まだバンドメンバー同士知り合って間もなかったが、彼らの演奏は少しの綻びも見せずに客からの評判も上々だった。


 侑子も昼間のステージで度々一緒に歌うので、すっかりこのメンバーで一緒に過ごす時間に馴染みきっていた。


「どうしたんですか」


 買い出しや雑用などの言伝ならば、わざわざ事務所に呼び出されることもない。


 あえて人払いしたと分かる静まり返った事務所に入ると、自然と声が小さくなった。普段だったらこの部屋には、ジロウの他にもライブハウスのスタッフが常駐していて賑やかなはずなのに。


「うん、ちょっとね。あまり人に聞かれないほうがいい話をしたくて」


 やはりそういう事情での呼び出しだったらしい。侑子がかしこまった表情になると、ジロウは僅かに首を振った。

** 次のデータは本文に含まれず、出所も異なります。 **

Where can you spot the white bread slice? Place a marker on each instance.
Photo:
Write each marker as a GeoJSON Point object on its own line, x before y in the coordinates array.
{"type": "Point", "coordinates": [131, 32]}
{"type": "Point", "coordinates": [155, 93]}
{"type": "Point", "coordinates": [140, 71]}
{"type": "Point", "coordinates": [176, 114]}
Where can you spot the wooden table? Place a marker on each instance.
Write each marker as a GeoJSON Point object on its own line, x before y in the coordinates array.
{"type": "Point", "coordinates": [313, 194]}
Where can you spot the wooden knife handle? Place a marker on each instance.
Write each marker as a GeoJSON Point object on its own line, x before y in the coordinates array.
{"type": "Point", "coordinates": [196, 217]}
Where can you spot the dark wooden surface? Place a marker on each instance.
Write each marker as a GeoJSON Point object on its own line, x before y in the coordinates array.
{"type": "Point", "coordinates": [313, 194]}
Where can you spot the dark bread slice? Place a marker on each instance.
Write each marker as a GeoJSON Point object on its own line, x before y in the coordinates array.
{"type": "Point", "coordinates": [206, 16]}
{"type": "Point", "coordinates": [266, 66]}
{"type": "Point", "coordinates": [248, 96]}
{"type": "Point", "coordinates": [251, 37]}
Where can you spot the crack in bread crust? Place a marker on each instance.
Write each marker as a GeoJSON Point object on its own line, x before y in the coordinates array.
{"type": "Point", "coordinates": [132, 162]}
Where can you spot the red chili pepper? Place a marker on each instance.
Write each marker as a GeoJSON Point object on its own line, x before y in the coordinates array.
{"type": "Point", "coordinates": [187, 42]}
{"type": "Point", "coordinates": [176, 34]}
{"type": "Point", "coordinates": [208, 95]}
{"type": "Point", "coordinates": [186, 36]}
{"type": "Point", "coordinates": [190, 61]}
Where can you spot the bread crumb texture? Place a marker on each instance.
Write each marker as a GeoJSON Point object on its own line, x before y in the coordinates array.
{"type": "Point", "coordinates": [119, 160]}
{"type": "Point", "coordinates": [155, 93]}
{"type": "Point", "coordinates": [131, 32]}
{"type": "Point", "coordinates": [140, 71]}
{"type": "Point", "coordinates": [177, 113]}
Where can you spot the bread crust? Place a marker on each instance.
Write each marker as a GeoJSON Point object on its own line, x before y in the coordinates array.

「構えなくていいよ。俺もたまげたけど、嫌な話ではないから。むしろわくわくする話だぞ? 今日、もう少ししたらエイマンくんとリリーが帰ってくるよ。こっちに着いたら、まっすぐ屋敷の方に帰ってるって」


「そうなんですか」


 エイマンから聞いた話だと、年末まで留守にするとのことだったが、早めに帰ってくるらしい。


 それにしても、わくわくする話とはなんだろう。


「それでな。エイマンくんたち、どうやらお客さんを一緒に連れてくるらしいんだ。それがユーコちゃんと同郷の人だって言うんだ」


 侑子は驚愕した。言葉の意味を理解するのに、思考が追いつかない。


「私と同じ世界から来た人ってことですか?」


「そういうことらしい。いやあ、驚きだよな」


「……」


――同じ世界からやってきた人。どこから? リリーさんの家から? 私と同じドアを通って、やってきたのだろうか?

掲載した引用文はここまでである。